In fact, Pan, The Man From UNCLE, Jupiter Ascending and Our Brand Is Crisis all fell hard in 2015, leading to Warners pursuing a safer, bigger, more franchise-driven approach to its big movies. And with that, changes that would ripple throughout the studio were afoot.

What happened next?

Kroll’s tenure at Warner Bros – at least in her marketing role – came to an end in 2018 as part of a big studio reorganisation. Whilst it had enjoyed a strong 2017 – It, Dunkirk and Wonder Woman did very well – it was still struggling in many areas. Its DC slate had, to this point, been dominated by the struggles of Justice League and Batman V Superman: Dawn Of Justice, whilst films such as Live By Night, Geostorm, King Arthur: Legend Of The Sword and Blade Runner: 2049 had commercially underperformed.

Across town, Disney was scoring hit after hit with a more concentrated slate of heavily commercial movies. That’s the model Warners wanted to imitate. As such, Kroll left her role in favour of a three year producer deal with the studio (she was one of the executive producers of Bradley Cooper’s A Star Is Born), with Blair Rich – who was credited for her work on It – assuming the marketing top job.

Kroll’s departure had been rumoured for a year or two beforehand, and she had a reputation that fools were not suffered gladly.
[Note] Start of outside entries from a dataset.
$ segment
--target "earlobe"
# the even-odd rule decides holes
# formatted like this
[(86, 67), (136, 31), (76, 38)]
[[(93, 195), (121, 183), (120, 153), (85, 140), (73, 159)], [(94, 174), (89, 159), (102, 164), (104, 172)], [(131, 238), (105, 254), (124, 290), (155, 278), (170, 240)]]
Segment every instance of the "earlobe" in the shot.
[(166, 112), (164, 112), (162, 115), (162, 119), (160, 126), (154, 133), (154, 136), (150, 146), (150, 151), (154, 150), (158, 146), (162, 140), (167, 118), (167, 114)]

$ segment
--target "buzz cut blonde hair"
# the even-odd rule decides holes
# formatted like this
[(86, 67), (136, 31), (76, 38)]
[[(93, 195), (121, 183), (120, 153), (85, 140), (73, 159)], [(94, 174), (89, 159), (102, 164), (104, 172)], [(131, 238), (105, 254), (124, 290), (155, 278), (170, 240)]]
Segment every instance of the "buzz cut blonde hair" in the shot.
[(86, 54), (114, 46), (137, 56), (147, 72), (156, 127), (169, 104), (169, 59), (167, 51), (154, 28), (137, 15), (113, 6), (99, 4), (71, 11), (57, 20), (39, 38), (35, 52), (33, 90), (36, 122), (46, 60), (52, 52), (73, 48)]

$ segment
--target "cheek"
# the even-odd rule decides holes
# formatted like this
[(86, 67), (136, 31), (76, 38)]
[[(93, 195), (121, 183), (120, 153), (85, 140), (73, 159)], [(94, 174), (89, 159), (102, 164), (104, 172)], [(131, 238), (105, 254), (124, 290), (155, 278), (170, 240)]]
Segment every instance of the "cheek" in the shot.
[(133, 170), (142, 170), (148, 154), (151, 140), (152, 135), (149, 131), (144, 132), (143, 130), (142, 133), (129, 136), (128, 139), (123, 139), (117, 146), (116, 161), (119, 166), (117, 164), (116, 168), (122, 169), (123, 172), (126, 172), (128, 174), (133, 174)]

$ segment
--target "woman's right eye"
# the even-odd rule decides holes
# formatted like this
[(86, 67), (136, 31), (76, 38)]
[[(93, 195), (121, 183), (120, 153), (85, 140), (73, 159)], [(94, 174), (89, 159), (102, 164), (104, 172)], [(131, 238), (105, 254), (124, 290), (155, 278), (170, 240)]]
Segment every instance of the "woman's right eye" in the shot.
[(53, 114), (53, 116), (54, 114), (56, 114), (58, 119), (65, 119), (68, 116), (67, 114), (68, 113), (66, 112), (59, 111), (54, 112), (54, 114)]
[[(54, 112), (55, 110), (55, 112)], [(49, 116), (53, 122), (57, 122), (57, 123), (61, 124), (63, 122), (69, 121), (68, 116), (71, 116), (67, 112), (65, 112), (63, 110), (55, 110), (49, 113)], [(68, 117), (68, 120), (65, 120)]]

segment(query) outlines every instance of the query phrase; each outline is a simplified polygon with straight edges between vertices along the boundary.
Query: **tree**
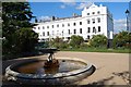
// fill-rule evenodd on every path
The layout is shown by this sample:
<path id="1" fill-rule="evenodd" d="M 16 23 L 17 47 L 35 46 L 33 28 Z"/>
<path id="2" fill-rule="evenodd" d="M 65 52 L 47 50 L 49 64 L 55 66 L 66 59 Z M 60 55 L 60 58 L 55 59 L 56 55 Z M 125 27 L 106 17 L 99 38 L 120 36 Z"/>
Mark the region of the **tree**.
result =
<path id="1" fill-rule="evenodd" d="M 95 35 L 90 41 L 93 47 L 106 47 L 107 46 L 107 37 L 104 35 Z"/>
<path id="2" fill-rule="evenodd" d="M 114 48 L 118 48 L 118 47 L 128 48 L 130 44 L 131 44 L 131 33 L 128 33 L 124 30 L 115 35 L 114 40 L 112 40 Z"/>
<path id="3" fill-rule="evenodd" d="M 15 46 L 17 52 L 32 52 L 38 40 L 38 34 L 31 28 L 17 29 L 14 34 Z"/>
<path id="4" fill-rule="evenodd" d="M 23 27 L 33 27 L 29 21 L 34 17 L 28 2 L 2 3 L 2 42 L 3 53 L 14 51 L 14 33 Z"/>
<path id="5" fill-rule="evenodd" d="M 80 48 L 80 46 L 84 42 L 83 37 L 81 36 L 71 36 L 71 41 L 70 41 L 70 46 L 73 48 Z"/>

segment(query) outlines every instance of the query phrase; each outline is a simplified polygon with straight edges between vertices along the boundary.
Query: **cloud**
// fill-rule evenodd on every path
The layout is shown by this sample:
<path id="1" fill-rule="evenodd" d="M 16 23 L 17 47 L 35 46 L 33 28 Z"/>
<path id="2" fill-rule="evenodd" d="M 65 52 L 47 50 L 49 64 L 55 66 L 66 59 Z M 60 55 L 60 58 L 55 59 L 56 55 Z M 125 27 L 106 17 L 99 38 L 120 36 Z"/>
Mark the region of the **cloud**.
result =
<path id="1" fill-rule="evenodd" d="M 114 30 L 115 33 L 119 33 L 121 30 L 127 29 L 127 21 L 126 18 L 114 20 Z"/>
<path id="2" fill-rule="evenodd" d="M 62 4 L 62 5 L 60 5 L 60 8 L 61 8 L 61 9 L 66 9 L 66 5 L 64 5 L 64 4 Z"/>
<path id="3" fill-rule="evenodd" d="M 92 2 L 82 2 L 82 3 L 80 3 L 80 4 L 76 7 L 76 9 L 78 9 L 78 10 L 82 10 L 82 9 L 84 9 L 85 7 L 88 8 L 91 4 L 92 4 Z"/>
<path id="4" fill-rule="evenodd" d="M 60 0 L 61 2 L 63 2 L 67 5 L 75 5 L 75 0 Z"/>
<path id="5" fill-rule="evenodd" d="M 39 16 L 38 20 L 49 21 L 49 20 L 51 20 L 51 17 L 50 16 Z"/>

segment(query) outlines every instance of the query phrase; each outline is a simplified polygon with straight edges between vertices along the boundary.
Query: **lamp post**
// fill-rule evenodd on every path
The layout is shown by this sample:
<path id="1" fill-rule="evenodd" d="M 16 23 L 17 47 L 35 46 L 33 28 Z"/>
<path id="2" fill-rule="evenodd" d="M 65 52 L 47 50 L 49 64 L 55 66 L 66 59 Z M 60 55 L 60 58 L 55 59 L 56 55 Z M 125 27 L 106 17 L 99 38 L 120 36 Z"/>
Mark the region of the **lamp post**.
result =
<path id="1" fill-rule="evenodd" d="M 129 32 L 128 15 L 129 15 L 129 10 L 126 11 L 126 16 L 127 16 L 127 32 Z"/>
Word was being spread too that she wasn’t a fan of superhero movies, something she firmly refuted in a statement to The Wrap. Quite who was spreading such stories? Good question. I don’t know the answer.

Both Netflix and Paramount were said to be interested in luring her, and that’s telling. But then few people in studio marketing could match her contacts book, and the relationships she earned and enjoyed with key filmmakers.
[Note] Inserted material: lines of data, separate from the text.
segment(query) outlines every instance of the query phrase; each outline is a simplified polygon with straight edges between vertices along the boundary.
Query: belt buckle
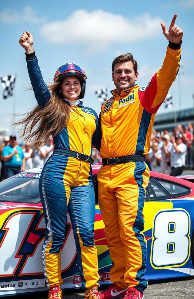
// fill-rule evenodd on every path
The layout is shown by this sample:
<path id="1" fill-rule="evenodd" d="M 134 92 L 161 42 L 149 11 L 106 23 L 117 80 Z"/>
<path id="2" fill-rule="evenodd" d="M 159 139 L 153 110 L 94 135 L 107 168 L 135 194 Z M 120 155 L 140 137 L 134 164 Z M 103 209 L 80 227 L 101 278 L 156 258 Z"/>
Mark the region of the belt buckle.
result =
<path id="1" fill-rule="evenodd" d="M 85 158 L 79 158 L 78 156 L 78 155 L 79 154 L 80 155 L 82 155 L 85 156 Z M 89 156 L 88 156 L 87 155 L 85 155 L 85 154 L 83 154 L 82 153 L 78 153 L 77 154 L 77 158 L 78 159 L 79 159 L 80 160 L 84 160 L 85 161 L 88 161 L 89 160 Z"/>
<path id="2" fill-rule="evenodd" d="M 115 163 L 109 163 L 108 162 L 108 160 L 109 160 L 110 159 L 117 159 L 118 161 L 116 161 L 116 162 L 115 162 Z M 120 160 L 118 158 L 116 158 L 115 157 L 114 158 L 109 158 L 107 160 L 106 163 L 108 165 L 114 165 L 114 164 L 116 164 L 117 163 L 118 163 L 118 162 L 119 162 L 119 161 Z"/>

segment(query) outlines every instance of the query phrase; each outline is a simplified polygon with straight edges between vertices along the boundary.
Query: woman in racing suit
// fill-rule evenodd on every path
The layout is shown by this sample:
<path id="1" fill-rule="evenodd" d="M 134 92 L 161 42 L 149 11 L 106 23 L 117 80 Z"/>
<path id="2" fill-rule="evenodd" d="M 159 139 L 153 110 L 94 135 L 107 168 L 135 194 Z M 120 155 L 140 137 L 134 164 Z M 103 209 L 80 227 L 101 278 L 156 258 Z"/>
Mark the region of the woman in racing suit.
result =
<path id="1" fill-rule="evenodd" d="M 46 224 L 42 258 L 49 299 L 62 297 L 60 253 L 67 233 L 68 208 L 85 299 L 99 298 L 93 239 L 95 198 L 91 165 L 93 161 L 90 156 L 92 142 L 99 150 L 101 132 L 96 113 L 83 107 L 80 100 L 84 96 L 86 76 L 76 65 L 62 66 L 55 73 L 54 84 L 49 87 L 51 94 L 43 80 L 30 33 L 24 33 L 19 42 L 25 50 L 28 70 L 38 105 L 17 124 L 24 124 L 22 134 L 23 137 L 27 135 L 26 139 L 35 137 L 36 147 L 50 135 L 55 145 L 39 184 Z"/>

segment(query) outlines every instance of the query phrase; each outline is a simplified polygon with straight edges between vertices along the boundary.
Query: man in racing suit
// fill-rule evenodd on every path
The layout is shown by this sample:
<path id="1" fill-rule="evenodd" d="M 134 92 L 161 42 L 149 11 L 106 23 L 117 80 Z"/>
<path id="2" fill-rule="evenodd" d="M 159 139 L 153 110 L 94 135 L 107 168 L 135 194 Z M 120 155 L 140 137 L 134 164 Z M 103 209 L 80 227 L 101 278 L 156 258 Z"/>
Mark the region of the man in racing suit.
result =
<path id="1" fill-rule="evenodd" d="M 142 299 L 147 282 L 146 245 L 142 210 L 149 171 L 145 156 L 149 149 L 156 114 L 175 80 L 180 65 L 183 32 L 162 23 L 169 40 L 161 68 L 146 88 L 139 88 L 137 64 L 129 53 L 116 58 L 112 65 L 116 88 L 102 105 L 100 156 L 98 174 L 100 208 L 113 266 L 113 284 L 100 293 L 103 299 Z M 130 163 L 127 163 L 130 162 Z"/>

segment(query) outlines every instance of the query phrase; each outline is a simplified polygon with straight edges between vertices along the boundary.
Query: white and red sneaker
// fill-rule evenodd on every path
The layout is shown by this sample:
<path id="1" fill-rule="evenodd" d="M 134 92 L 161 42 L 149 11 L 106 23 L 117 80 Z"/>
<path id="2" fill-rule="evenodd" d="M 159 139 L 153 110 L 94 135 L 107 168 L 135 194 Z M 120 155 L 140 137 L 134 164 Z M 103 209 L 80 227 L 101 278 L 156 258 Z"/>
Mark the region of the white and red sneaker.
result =
<path id="1" fill-rule="evenodd" d="M 143 294 L 136 287 L 129 287 L 123 299 L 143 299 Z"/>
<path id="2" fill-rule="evenodd" d="M 56 286 L 50 288 L 48 299 L 62 299 L 62 290 L 60 287 Z"/>
<path id="3" fill-rule="evenodd" d="M 123 289 L 113 284 L 109 286 L 105 291 L 100 292 L 100 295 L 102 299 L 119 299 L 124 298 L 127 290 L 127 289 Z"/>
Also it’s worth noting that such was the impact of Kroll and her team on the success of many Warner Bros movies that she was one of the first marketing bosses to be brought early into the decision-making process. To be involved with the actual greenlighting of films. As the price of movies ran up to nine figures, she was the person in the room who had to decide whether they could sell the film they were planning to make. It’s a model that pretty much every studio now follows.

The trailblazing Kroll did in her tenure at Warner Bros remains hugely influential, not least thanks to her track record of continually helping open movies that looked incredibly difficult to open. Off the back of A Star Is Born? She’s seemingly bringing that touch to her new career in producing too.